Here is another quote on the matter:
From "Engineering Circuit Analysis" by William Hayt, 1962:
The name single phase arises because the voltages Ean and Enb, being equal, must have the same phase angle. From another viewpoint however, the voltages between the outer wires and the central wire, which is usually referred to as the neutral, are exactly 180? out of phase. That is, Ean = -Ebn and Ean + Ebn = 0. In a following section we shall see that balanced polyphase systems are characterized by possessing a set of voltages of equal magnitude whose (phasor) sum is zero. From this viewpoint, then, the single-phase three-wire system is really a balanced two-phase system. "two-phase", however, is a term that is traditionally reserved for something quite different, as we shall see in the following section.
So what does all that mean for the wires? It depends on if the source voltages (EMFs) are in a wye or delta configuration. With a delta configuration, the phase voltages are the line-to-line voltages (commonly called the "line" voltage). In the delta case, the "line" voltage and "phase" voltage is the same. In a wye configuration, the phase voltages are the line-to-neutral/common voltages. In the wye case, the "line" voltage is equal to sqrt(3) times the "phase" voltage.
So how about the utility distribution? For the delta case (no neutral available), bringing out two wires results in a single-phase system (one line-line voltage). Bringing out three wires results in a three-phase system (there are three line-line voltages, even if we have a one missing transformer coil). There is no two-phase case because we have no neutral. Jim's line-line voltage phase-counting method works great for this because the line-line voltages
are the original "phase" voltages.
For the wye case (neutral/common available), bringing out two wires results in a single-phase system (one line-line voltage or one line-common voltage). Bringing out three wires could result in a three-phase system (three line-line voltages) or a two-phase system (two line-neutral voltages). The line-neutral voltages
are the original "phase" voltages. Of course, bringing out four lines is a three-phase system (three line-line voltages or three line-neutral voltages).
Jim's method does not work too well for a wye system. If you insist on line-line voltages being the phase count, you get one phase for two lines + the neutral (one line-to-line voltage). The problem is you get zero phases for one line + the neutral as you have no line-line voltage.
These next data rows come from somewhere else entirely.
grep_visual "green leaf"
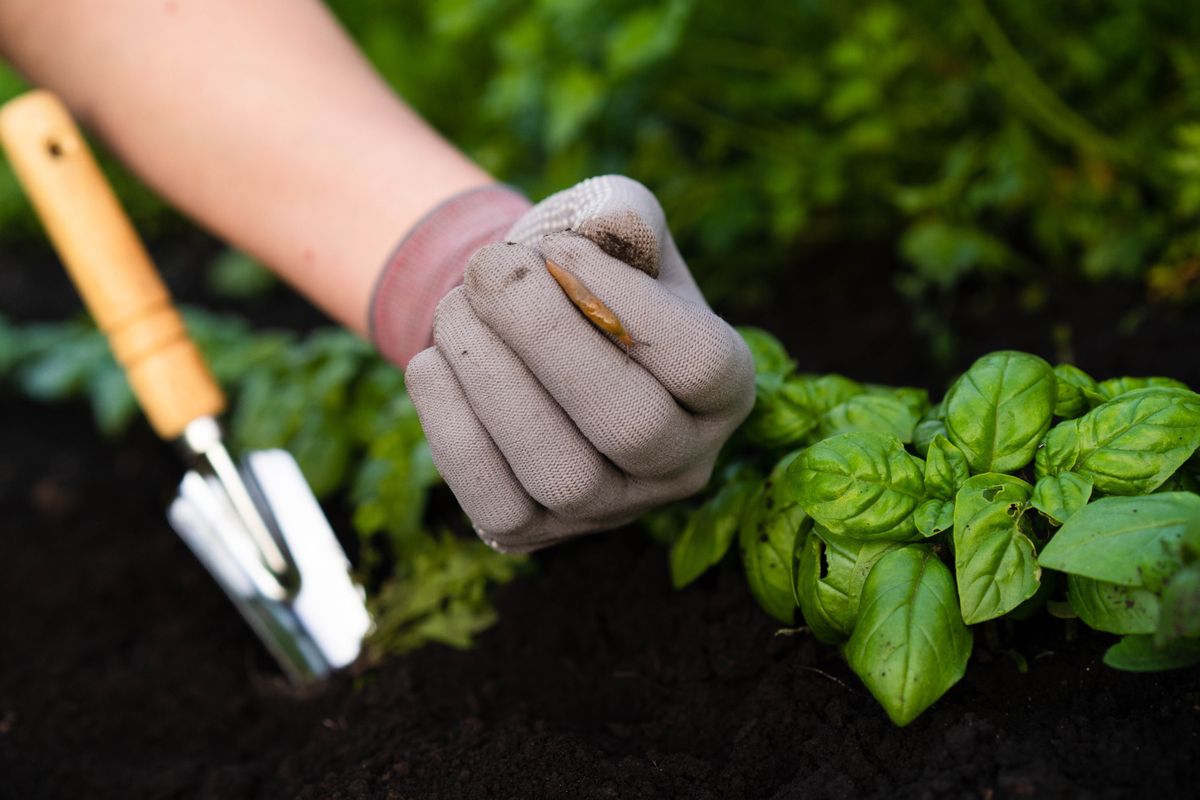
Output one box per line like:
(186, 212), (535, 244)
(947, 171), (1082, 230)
(1054, 363), (1106, 420)
(1073, 387), (1200, 494)
(788, 431), (924, 541)
(605, 0), (692, 76)
(671, 469), (762, 589)
(1038, 492), (1200, 591)
(925, 434), (971, 500)
(1154, 561), (1200, 645)
(844, 545), (972, 726)
(796, 525), (900, 644)
(912, 401), (946, 458)
(1104, 636), (1200, 672)
(954, 473), (1042, 625)
(1067, 575), (1158, 633)
(913, 498), (954, 539)
(786, 374), (866, 416)
(738, 452), (808, 625)
(821, 395), (917, 441)
(737, 325), (796, 377)
(742, 373), (820, 450)
(1033, 420), (1079, 480)
(946, 350), (1057, 473)
(1030, 473), (1092, 525)
(1096, 378), (1188, 401)
(205, 248), (278, 300)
The problem is that the method ignores the fact that the line-to-neutral voltages
are the "phase" voltages in a wye system.
Jim's method also does not work well for the quarter-phase system because there are four line-line voltages in the 5-wire 2-phase system (the truth of the matter is that the 3-wire quarter-phase system is a sub-set of a 4-phase system).
All that to say: There are two phase voltages in a wye system that has two ungrounded conductors plus the neutral. As such, it can be called a two-phase system using the general definition for poly-phase systems.